A few weeks ago the empty post at the Main St. end of Armandale got a “new” sign.

We can see that the DPW has gotten better at proofreading, but still finds the concept of “quality control” elusive.  This sign is mounted off-center even though centering it would have caused no obstruction to anything nearby.  Presumably the blank is a reused one, and they installed it wherever they found an existing hole in the blank, rather than take a moment to drill a new hole.  It also appears to be held on with one bolt, which bodes ill for it remaining in place very long.

Whoever made the new sign has an aversion to rulers, as they didn’t leave themselves enough of the retroreflective green backer to cover the length of the blank.  They “fixed” this by adding a 3/4″ strip on the end — good to see that Worcester’s elementary school arts & crafts classes haven’t been in vain.

While we’re critiquing things, if they were going to leave the “St” the same size as the rest of the name, I think a bit of space away from the final “e” of Armandale would have been more effective than clicking that little “superscript” button, don’t you?

Mysterious Pearson

Go for a drive down Granite St. some day and you may see this lonely street name sign:

Welcome to Pearson Street, 01607.

On first glance, this “street” seems home only to a discarded packet which once embraced some McDonald’s fries. Otherwise it’s woodland. Nor does the sign point to a street on the other side of Granite Street — come do a visual pirouette with me:

The circular driveway located there certainly couldn’t be Pearson St.

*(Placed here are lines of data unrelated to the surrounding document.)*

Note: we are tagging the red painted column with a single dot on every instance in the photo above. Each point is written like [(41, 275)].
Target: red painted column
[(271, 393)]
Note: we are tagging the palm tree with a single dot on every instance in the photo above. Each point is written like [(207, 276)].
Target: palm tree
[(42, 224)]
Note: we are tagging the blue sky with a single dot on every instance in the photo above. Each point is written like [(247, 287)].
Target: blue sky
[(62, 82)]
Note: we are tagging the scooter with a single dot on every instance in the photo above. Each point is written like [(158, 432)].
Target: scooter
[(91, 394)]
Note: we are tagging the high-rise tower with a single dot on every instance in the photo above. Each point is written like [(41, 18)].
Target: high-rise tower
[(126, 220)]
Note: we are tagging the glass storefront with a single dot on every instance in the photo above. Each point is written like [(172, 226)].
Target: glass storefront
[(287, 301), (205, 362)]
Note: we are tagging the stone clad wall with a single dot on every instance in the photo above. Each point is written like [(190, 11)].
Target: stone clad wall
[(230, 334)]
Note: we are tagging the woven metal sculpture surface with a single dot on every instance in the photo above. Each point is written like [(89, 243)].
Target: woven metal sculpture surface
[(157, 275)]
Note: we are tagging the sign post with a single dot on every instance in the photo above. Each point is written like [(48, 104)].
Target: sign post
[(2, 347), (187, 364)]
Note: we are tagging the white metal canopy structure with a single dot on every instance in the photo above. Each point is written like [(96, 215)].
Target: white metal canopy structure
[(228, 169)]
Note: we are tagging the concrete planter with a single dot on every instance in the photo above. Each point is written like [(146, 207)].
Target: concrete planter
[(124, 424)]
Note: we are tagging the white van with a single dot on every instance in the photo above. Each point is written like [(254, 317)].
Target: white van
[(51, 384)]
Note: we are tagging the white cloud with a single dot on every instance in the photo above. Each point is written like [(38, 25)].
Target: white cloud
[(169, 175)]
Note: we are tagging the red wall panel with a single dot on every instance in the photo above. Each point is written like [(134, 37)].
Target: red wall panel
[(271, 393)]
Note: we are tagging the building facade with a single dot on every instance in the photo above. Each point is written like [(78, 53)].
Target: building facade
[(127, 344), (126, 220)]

At first I thought I’d discovered Worcester’s own Brigadoon, where the street and all its denizens vanish every hundred years and are known only to ancient DPW workers who’re AWOL on decades-long coffee breaks.

Unfortunately for Worcester’s hopes of a ready-for-Hollywood plot/location, there’s a real Pearson Street, though it’s actually two streets removed from Granite St.:

C’est la vie. Worcester has more of a Groundhog Day vibe than a Brigadoon one, anyway.